As usual there is a great range of support on this forum. Some really excellent advice. We are all different, physically and psycho socially. As such we often respond to things differently. This includes how we respond to talking therapies. For example, CBT might be great for one person traumatised as a child, for the other traumatised child, not so well. One prescription does not fit all. Theirin lies the "issue". I wish we could open a book, under " when helping traumatised people, do this". But there isn't. It's often "horses for courses". If you try a therapy, and it works therapeutically, great. If not it's a case of trial and error. The problem lies unfortunately when you are put on a waiting list for help when you want it now.
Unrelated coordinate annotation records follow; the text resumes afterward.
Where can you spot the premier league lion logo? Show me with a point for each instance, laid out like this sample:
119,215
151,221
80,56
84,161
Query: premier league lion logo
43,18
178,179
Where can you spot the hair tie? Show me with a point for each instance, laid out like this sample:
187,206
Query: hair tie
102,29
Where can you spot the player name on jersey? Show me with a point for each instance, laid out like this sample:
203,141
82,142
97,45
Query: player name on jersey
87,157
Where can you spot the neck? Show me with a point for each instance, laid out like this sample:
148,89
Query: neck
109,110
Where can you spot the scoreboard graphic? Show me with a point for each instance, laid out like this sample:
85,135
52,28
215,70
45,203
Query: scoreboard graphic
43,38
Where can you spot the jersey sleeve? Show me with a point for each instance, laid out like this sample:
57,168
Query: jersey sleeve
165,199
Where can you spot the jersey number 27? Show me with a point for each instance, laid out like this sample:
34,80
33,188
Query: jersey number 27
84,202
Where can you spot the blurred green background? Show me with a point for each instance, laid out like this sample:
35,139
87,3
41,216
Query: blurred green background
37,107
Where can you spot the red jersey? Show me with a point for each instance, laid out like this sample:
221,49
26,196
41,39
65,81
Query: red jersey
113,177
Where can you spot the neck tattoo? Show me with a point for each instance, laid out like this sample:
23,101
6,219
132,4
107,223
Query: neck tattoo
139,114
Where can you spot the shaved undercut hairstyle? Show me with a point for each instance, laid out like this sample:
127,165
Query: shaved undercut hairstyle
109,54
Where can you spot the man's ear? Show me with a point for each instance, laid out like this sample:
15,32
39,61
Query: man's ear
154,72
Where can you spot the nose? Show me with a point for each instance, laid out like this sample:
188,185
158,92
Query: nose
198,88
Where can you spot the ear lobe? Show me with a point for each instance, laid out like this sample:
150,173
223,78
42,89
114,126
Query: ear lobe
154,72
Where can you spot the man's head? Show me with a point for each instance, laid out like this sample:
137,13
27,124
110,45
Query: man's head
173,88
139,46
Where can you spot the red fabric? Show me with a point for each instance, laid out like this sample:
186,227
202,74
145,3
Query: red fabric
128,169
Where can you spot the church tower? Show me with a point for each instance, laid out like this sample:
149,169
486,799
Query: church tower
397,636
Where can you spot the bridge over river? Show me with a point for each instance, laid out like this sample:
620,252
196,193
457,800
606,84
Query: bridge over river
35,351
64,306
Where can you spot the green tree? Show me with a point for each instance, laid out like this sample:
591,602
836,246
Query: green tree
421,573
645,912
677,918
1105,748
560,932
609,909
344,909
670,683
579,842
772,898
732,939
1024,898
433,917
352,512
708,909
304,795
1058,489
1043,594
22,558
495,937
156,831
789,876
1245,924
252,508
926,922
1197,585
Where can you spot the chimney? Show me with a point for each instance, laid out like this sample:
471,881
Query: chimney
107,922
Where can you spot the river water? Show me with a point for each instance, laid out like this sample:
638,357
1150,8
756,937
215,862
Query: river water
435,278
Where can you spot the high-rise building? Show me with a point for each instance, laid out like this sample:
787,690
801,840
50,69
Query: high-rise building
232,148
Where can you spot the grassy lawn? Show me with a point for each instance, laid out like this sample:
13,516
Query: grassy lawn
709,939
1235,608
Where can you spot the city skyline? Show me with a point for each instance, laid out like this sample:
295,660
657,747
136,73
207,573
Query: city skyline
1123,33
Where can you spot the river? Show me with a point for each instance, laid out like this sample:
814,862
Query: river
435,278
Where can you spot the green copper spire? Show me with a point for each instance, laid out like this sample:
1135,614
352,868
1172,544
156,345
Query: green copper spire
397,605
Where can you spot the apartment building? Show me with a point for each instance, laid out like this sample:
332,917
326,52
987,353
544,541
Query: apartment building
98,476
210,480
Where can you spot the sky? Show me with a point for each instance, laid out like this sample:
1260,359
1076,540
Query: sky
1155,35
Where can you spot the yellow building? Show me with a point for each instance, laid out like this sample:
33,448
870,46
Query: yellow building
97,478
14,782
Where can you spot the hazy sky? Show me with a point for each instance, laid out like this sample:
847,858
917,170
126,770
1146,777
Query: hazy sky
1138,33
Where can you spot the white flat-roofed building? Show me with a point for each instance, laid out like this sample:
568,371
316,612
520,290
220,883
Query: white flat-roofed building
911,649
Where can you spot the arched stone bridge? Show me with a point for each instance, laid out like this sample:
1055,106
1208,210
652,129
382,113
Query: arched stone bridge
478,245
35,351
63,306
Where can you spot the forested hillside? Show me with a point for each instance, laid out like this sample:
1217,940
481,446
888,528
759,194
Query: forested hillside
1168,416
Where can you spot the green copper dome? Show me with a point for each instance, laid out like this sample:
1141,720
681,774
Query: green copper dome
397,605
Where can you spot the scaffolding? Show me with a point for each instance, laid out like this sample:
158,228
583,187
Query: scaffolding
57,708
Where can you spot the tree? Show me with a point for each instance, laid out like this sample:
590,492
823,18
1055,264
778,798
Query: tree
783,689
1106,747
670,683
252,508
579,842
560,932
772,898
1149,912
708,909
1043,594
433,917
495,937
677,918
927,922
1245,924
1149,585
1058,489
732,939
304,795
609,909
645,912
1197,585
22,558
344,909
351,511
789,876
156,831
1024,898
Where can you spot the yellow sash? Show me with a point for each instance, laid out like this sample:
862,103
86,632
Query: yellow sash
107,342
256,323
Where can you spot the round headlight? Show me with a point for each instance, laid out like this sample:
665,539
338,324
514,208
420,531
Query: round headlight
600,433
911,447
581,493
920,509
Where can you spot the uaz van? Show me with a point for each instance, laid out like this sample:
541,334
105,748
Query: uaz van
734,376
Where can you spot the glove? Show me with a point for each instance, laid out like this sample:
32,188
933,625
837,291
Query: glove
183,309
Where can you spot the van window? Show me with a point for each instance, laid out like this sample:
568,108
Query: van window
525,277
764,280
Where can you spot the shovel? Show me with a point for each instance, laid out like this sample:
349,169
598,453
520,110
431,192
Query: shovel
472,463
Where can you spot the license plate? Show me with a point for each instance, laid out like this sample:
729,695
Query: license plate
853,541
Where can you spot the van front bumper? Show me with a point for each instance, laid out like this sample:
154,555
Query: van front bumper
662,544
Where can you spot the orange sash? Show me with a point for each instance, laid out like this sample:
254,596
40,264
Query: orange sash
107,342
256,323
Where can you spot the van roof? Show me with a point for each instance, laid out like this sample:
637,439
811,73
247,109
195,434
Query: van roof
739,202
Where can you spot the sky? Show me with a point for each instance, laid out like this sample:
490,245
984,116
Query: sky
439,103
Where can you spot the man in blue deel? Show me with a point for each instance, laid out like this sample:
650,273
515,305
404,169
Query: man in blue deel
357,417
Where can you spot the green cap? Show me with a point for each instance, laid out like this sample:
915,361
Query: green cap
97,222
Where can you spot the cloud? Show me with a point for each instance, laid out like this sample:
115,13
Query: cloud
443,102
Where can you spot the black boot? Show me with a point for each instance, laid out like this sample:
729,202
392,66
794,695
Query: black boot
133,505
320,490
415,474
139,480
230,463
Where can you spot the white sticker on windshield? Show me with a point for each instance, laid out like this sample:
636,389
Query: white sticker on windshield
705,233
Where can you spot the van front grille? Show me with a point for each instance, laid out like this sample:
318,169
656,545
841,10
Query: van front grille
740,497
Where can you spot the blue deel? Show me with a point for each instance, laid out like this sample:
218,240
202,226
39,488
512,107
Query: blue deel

The other issue is like to discuss is the nature of therapy itself. Any trained therapists worth their salt 2ill initiate therapy with "what are you expecting". This is because it's going to be a collaborative approach. Your going to have to do the hard work time and time again. The last part is often hard to hear and here's why. The therapist cannot take what happened to you away. They just can't. But what they can do is prepare you. Give you options on how you can cope, recognise triggers and support you with thought processes, options as to how to look at things. The Therapist wants to "enable" you. Help YOU be the catalyst to work towards dealing with things better. Perhaps help you with ways of coping in less harmful ways. For example, utilizing exercise as stress reliever rather than self harm. We aren't machines, we can't just forget abuse or trauma,hoping it will go away. But adopting a therapy / medical model approach can be so beneficial. It's just means persisting in a trial and error approach and eventually landing on the most therepeutic intervention.
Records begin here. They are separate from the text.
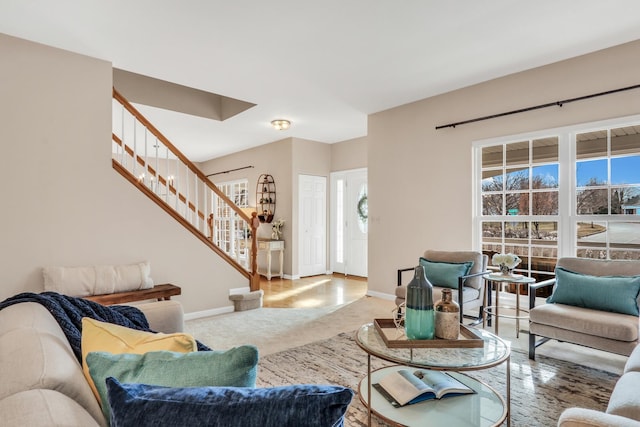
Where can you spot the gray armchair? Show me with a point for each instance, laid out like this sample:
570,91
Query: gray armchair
470,293
604,330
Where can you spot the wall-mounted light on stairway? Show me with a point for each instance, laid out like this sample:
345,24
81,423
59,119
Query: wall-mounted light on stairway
280,124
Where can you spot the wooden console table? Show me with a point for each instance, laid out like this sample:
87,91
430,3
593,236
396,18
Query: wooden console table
159,292
269,245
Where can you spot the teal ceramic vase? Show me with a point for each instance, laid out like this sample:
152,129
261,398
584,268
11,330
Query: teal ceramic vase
419,319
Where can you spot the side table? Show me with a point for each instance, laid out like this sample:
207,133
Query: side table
268,245
494,310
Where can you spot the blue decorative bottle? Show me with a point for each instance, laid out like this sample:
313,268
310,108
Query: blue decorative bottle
420,318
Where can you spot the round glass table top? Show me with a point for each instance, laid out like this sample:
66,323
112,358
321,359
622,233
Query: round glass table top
492,353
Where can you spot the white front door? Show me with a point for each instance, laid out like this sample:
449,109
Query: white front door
349,222
312,205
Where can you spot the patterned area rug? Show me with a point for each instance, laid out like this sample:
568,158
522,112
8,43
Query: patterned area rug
540,390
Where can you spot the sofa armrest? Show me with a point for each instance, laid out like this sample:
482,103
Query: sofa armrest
402,270
534,287
163,316
580,417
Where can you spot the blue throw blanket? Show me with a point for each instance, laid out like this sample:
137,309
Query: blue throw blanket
69,311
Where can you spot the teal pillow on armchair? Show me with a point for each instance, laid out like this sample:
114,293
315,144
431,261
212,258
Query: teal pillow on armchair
617,294
445,274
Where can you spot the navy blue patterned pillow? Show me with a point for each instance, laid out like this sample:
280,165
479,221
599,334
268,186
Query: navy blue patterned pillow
295,405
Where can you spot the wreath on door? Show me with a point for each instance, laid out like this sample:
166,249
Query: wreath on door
363,208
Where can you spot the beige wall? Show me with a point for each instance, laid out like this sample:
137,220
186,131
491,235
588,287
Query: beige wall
63,202
347,155
420,178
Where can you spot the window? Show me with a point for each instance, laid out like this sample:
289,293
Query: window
229,233
568,192
519,208
607,195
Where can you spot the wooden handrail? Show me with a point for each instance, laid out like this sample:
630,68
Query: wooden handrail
159,177
253,222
The one thing I'm a 100% certain on is the need to share. There are people out there who WANT to help. We all have a value, mean something and yes, are in a position to help others. If you think you are worthless you are sadly mistaken. The importance of just listening to someone is incalculable and can literally mean the difference between life and death. Being there for someone who thinks "no one cares" is so so important. So please share, tell someone your struggling, even asking "can I spend a little time with you, I don't feel very well " can help you feel better. At a time when we celebrate the life of a man born 2000 years ago, who only wanted us to look after one another I myself can testify the thing that makes me feel the happiest and contented is 2h3n you have done something to help people. It gives you that nice feeling inside doesn't it.